Laws and regulations are “hard law,” and should be respected as such: to the extent they apply to a company’s particular facts and circumstances, they are mandatory and need to be scrupulously tracked and applied, guided by legal and compliance personnel. Conversely, certain types of standards may be prudent for a company to follow because they represent leading practice with respect to corporate behavior but are essentially voluntary, and are referred to by some as ‘soft law’. These include topical (e.g. anti-corruption, cybersecurity) or industry (e.g. healthcare, energy) standards—many of which exist to support a particular public policy direction and often represent the collective views of subject-matter experts.
General Counsel (GC) and Chief Compliance Officers (CCO) appropriately focus the company compliance function (Compliance) on hard law, but in so doing sometimes fail to recognize and capitalize upon the external and internal benefits of using soft law.
To use a sports analogy, companies that only follow hard law are essentially playing defense with respect to possible future engagement with external law enforcement or regulators: they’re doing what’s required, and no more. By contrast, companies that respect hard law while also embracing voluntary soft-law standards are playing both defense and offense, and in front of a larger audience: they’re following the letter of the law but are also going above and beyond. They’re communicating externally to the public sector and to private sector company stakeholders that the company has an understanding of, and appreciation for, the public benefits and good business reasons that frequently underlie a given standard.
Internally, GCs and/or CCOs can introduce a common language and point of alignment to operations that simultaneously provides structure to compliance activities by promoting standards such as: (a) for anti-corruption - the Transparency International Business Principles for Countering Bribery (for a macro approach), the Institute of Internal Auditors “Auditing Anti-Bribery and Anti-Corruption Programs” Practice Guide (for an accounting and program assessment approach) and the forthcoming International Standards Organization (ISO) 37001 – Anti-Bribery Management System Standard (for guidance on establishing, implementing, maintaining, and improving an anti-bribery compliance program); and (b) for cybersecurity - the National Institute of Standards and Technology (NIST) Cybersecurity Framework (for a results-based business approach based on recognized information technology (IT) and other business standards organized around a core methodology of Identify, Protect, Detect, Respond, and Recover) and the SANS Institute’s “Critical Security Controls for Effective Cyber Defense” (for more of an IT-centric approach).
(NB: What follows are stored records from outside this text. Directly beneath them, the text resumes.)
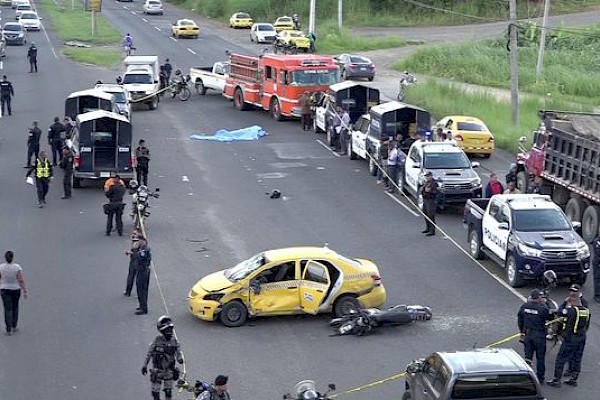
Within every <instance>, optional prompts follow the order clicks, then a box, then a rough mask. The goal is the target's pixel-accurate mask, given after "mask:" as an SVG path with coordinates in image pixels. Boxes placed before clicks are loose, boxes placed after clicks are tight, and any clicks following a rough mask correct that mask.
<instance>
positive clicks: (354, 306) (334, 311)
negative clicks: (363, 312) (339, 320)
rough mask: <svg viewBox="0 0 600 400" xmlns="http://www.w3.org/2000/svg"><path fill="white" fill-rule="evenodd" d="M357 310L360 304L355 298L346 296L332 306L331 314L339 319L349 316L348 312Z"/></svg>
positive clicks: (340, 298)
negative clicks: (346, 315)
mask: <svg viewBox="0 0 600 400" xmlns="http://www.w3.org/2000/svg"><path fill="white" fill-rule="evenodd" d="M359 308H360V302H359V301H358V300H357V299H356V297H354V296H351V295H348V294H346V295H343V296H341V297H340V298H339V299H337V300H336V301H335V304H334V305H333V314H334V316H335V317H341V316H343V315H347V314H349V313H350V311H352V310H357V309H359Z"/></svg>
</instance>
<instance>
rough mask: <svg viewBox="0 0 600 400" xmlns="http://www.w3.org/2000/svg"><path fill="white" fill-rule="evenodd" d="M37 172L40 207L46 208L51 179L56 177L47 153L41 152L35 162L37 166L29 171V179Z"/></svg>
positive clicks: (36, 178)
mask: <svg viewBox="0 0 600 400" xmlns="http://www.w3.org/2000/svg"><path fill="white" fill-rule="evenodd" d="M34 171H35V186H36V188H37V195H38V207H39V208H42V207H44V204H46V195H47V194H48V189H49V186H50V179H52V176H53V175H54V169H53V168H52V164H51V163H50V160H49V159H48V157H47V156H46V151H45V150H42V151H40V155H39V157H38V158H37V159H36V160H35V164H34V165H33V166H31V167H29V171H27V175H26V176H27V177H29V176H30V175H31V174H32V173H33V172H34Z"/></svg>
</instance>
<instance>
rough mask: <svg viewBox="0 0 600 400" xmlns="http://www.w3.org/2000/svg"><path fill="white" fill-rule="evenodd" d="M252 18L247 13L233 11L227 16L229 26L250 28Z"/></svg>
mask: <svg viewBox="0 0 600 400" xmlns="http://www.w3.org/2000/svg"><path fill="white" fill-rule="evenodd" d="M253 23H254V20H253V19H252V17H250V14H248V13H235V14H233V15H232V16H231V18H229V27H230V28H250V27H251V26H252V24H253Z"/></svg>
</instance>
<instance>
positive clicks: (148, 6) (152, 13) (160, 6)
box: [143, 0, 164, 15]
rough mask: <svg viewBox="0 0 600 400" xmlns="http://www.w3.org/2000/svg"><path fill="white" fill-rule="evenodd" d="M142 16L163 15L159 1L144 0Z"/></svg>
mask: <svg viewBox="0 0 600 400" xmlns="http://www.w3.org/2000/svg"><path fill="white" fill-rule="evenodd" d="M143 9H144V14H158V15H163V12H164V11H163V5H162V2H161V1H160V0H146V2H145V3H144V7H143Z"/></svg>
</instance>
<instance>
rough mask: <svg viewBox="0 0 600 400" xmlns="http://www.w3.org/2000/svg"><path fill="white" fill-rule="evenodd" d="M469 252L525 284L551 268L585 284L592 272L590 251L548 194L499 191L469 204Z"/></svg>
mask: <svg viewBox="0 0 600 400" xmlns="http://www.w3.org/2000/svg"><path fill="white" fill-rule="evenodd" d="M464 222H465V224H466V226H467V230H468V241H469V252H470V254H471V256H472V257H473V258H475V259H480V258H483V256H484V255H485V256H487V257H489V258H490V259H492V260H494V261H495V262H497V263H498V264H500V265H501V266H503V267H505V268H506V277H507V281H508V283H509V284H510V285H511V286H513V287H518V286H522V285H523V284H524V283H525V281H527V280H537V279H540V278H541V277H542V275H543V273H544V271H546V270H549V269H550V270H553V271H554V272H556V275H557V276H558V277H559V278H568V279H570V280H571V281H573V282H577V283H579V284H583V283H584V282H585V280H586V277H587V274H588V272H589V271H590V250H589V247H588V245H587V243H585V242H584V241H583V239H582V238H581V237H580V236H579V234H578V233H577V232H576V231H575V230H576V229H579V228H580V226H581V224H580V223H577V222H573V223H571V222H570V221H569V220H568V219H567V217H566V215H565V213H564V212H563V211H562V210H561V208H560V207H559V206H558V205H556V204H555V203H553V202H552V200H551V199H550V197H549V196H543V195H537V194H500V195H496V196H493V197H492V198H491V199H471V200H468V201H467V204H466V205H465V214H464Z"/></svg>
External and internal engagement around standards may have positive byproducts
This type of external and internal engagement with others around standards may also produce positive byproducts: enhanced trust in the company, its compliance program and those running it. Internal colleagues appreciate the non-legalistic orientation of many of the better standards and value the fact that Compliance supports a standard that focuses on the practical aspects of business operations. To external parties, Compliance’s standards involvement, if conducted appropriately, often results in the view that the company is a good corporate citizen and is trying to do the right thing.
Many thoughtful compliance professionals follow the mantra of “never let a good crisis go to waste,” in terms of bringing sorely needed management support and resources to a corporate compliance program. Similarly, GCs and CCOs should not fail to consider the many advantages that can flow to their company and others from the voluntary adoption of leading practice standards.